Community Assessment: Infrastructure

The Community Assessment is a critical step in understanding the Cheyenne area’s position and the issues that it faces in an increasingly competitive environment for new jobs, talent, and corporate investment. Below is just a segment from the full Community Assessment report.

Business Climate: Connectivity, Cost, and Other Considerations

Survey respondents who self-identified as a business owner, executive, or manager were asked to answer a series of questions related to Greater Cheyenne’s overall business climate, including questions related to labor costs. These survey respondents were asked to rate the degree to which each attribute was an advantage of disadvantage to existing and prospective new businesses in Greater Cheyenne.

INTERSTATE AND ROADWAY CONNECTIVITY: Interstate accessibility and roadway connectivity were the two most favorably rated elements of the business climate in Greater Cheyenne. The community is located on Interstate 25, which connects the community to Colorado communities, including Fort Collins and Denver, and Interstate 80, which connects the community to Chicago to the east and San Francisco to the west by way of and the University of Wyoming.

AIR AND RAIL CONNECTIVITY: Survey respondents rated passenger air connectivity by far the lowest of all business climate aspects, with 87 percent indicating that they believe this is a disadvantage or significant disadvantage and only 3.0 percent selecting advantage or significant advantage. With respect to the Cheyenne Regional Airport, stakeholders noted that they would like to see more frequent, affordable, and reliable options but understand the limitations of the market. In terms of Denver International Airport, several respondents noted that travel between Denver and Cheyenne can be particularly difficult at times, especially when there is an accident on the interstate.

LABOR COSTS: Generally speaking, business owners and executives view the community’s labor costs as advantageous: over 40 percent of survey respondents felt that the cost of labor in Greater Cheyenne was an advantage or significant advantage to the existing and prospective new businesses, while 16.8 percent felt that they were a disadvantage or major disadvantage.

TAXES AND INCENTIVES: Aside from interstate and roadway connectivity, stakeholders also perceive the local tax environment as advantageous; just six percent of respondents viewed them as a disadvantage or significant disadvantage. These perceptions reflect the general conservative principles that governed the state and community for decades, including the lack of a personal or corporate income tax in Wyoming. However, many stakeholders expressed that the lack of a corporate income tax or gross receipts tax has not been a slam dunk for attracting companies—that they compete heavily with Colorado Front Range communities, which do levy taxes but are able to offer incentives. Many stakeholders expressed that they would like to be able to offer some form of an incentive beyond the provision of land, but state policy prohibits the abatement of other taxes such as property tax. This is also reflected in survey results: 34.8 percent of survey respondents indicated that the availability of economic incentives is a disadvantage or significant disadvantage, compared to 26.5 percent who consider it an advantage or significant disadvantage.

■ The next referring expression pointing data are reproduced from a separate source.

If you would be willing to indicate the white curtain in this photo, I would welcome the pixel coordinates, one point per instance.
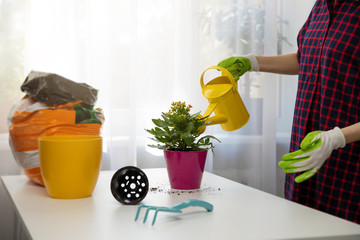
(144, 54)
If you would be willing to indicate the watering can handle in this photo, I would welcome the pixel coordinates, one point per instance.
(224, 73)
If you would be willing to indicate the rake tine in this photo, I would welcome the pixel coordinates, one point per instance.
(138, 211)
(147, 212)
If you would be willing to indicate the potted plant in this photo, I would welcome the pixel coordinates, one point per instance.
(178, 133)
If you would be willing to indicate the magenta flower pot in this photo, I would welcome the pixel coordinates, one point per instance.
(185, 169)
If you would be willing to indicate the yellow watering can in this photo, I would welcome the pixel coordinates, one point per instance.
(225, 101)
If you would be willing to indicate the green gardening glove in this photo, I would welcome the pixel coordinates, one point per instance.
(315, 149)
(237, 66)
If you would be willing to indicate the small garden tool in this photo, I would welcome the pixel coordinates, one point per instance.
(225, 101)
(176, 208)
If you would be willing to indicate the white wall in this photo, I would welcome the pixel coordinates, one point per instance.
(8, 166)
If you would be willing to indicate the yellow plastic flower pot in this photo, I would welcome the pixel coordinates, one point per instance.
(70, 165)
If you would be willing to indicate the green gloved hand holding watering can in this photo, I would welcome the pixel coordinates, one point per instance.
(315, 149)
(237, 66)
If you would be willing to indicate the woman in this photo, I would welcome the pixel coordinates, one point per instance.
(323, 166)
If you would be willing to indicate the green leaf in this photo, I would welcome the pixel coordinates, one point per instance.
(160, 123)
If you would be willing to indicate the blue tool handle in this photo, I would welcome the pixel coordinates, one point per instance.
(193, 203)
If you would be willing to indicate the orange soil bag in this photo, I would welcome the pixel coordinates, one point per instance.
(33, 117)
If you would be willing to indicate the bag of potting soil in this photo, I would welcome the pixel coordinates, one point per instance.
(53, 105)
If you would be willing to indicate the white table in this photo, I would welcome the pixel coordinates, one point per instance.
(240, 212)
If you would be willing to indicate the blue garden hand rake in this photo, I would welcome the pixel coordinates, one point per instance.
(176, 208)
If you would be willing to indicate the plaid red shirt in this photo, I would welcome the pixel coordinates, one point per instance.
(329, 96)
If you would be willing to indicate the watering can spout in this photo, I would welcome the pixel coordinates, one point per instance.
(224, 101)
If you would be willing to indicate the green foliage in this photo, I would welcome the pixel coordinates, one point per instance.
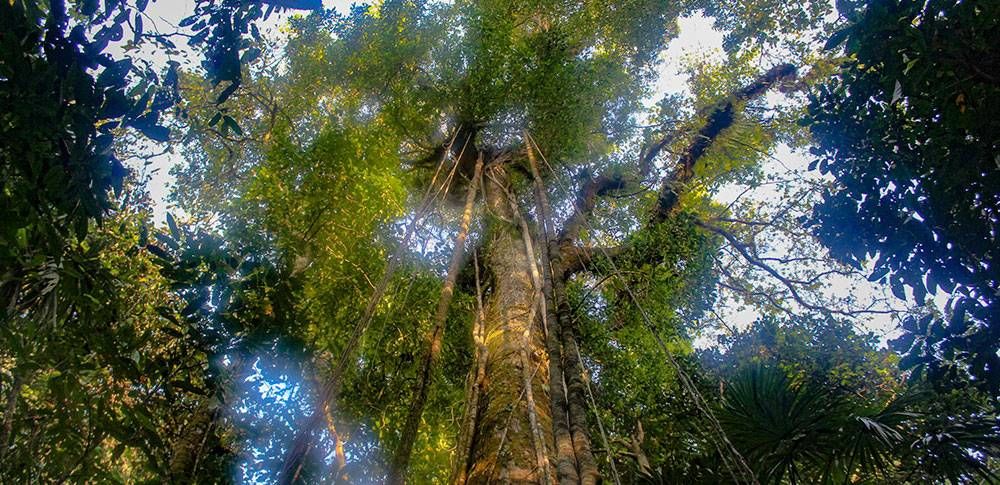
(909, 131)
(807, 401)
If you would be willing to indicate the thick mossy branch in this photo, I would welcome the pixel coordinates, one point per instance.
(721, 118)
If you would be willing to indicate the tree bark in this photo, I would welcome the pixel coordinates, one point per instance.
(574, 404)
(504, 445)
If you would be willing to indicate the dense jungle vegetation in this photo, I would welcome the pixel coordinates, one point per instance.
(488, 241)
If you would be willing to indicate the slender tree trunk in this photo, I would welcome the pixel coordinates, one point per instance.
(186, 450)
(561, 340)
(504, 447)
(401, 460)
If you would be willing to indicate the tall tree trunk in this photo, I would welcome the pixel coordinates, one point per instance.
(505, 444)
(401, 460)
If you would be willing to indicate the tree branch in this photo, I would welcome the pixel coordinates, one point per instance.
(585, 202)
(721, 118)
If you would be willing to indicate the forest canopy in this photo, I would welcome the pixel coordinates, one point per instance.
(499, 241)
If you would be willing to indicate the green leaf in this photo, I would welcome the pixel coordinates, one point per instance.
(837, 38)
(172, 224)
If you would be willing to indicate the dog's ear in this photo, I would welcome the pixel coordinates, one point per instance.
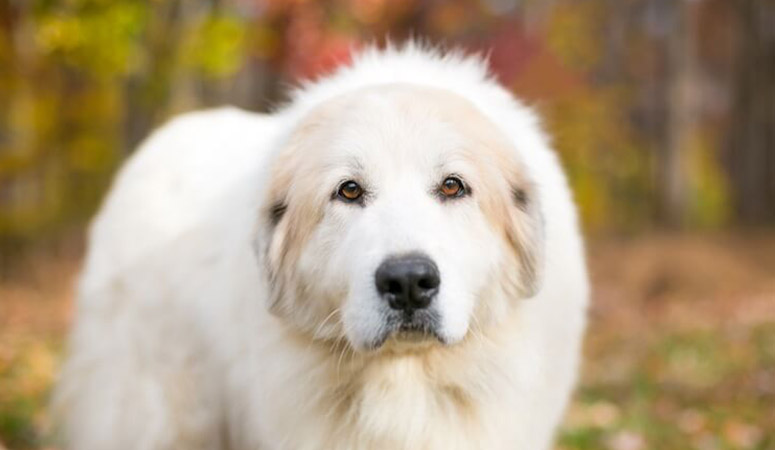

PERMITTING: Generally speaking, the ease and speed of the permit review process is almost invariably one of if not the single worst-evaluated attribute of an area’s business climate. Although the evaluations are, on average, unfavorable (54 percent identify it as a disadvantage or major disadvantage), the degree to which respondents view it as a disadvantage is considerably lower than many other communities. Many other communities are far more negative when it comes to their evaluations of permitting, code enforcement, and other related city services. A number of stakeholders with familiarity of recent changes in staffing and process at the City of Cheyenne were very positive in discussing these changes, exhibiting optimism for the future.

UTILITIES: Many stakeholders mentioned low utility costs as a competitive advantage. However, survey respondents were split on the issue – 30 percent of respondents indicated that cost of utilities is an advantage or significant advantage in Greater Cheyenne while another 28 percent rated it a disadvantage or significant disadvantage. It has been noted that utility providers are strong economic development partners in Greater Cheyenne and across the state, providing incentives for energy-intensive businesses.

INTERNET CONNECTIVITY: Stakeholders noted that while this is a major asset for the area, it is not available to private firms, entrepreneurs, or residents. In fact, high speed internet access was one of the most cited infrastructure needs for Greater Cheyenne. One stakeholder noted, “Cheyenne lacks some of the basic infrastructure that families come to expect. Things like high speed cable are no longer an extravagance, but something that people living here come to expect.” Other survey respondents commented that they would like to see high-speed connectivity citywide and in outlying areas, citing Longmont, Colorado’s citywide fiber-optic internet service supported by taxpayers. Downtown business owners and stakeholders noted that connectivity in the community’s central business district is even a challenge, with some noting that it took them months to receive connectivity.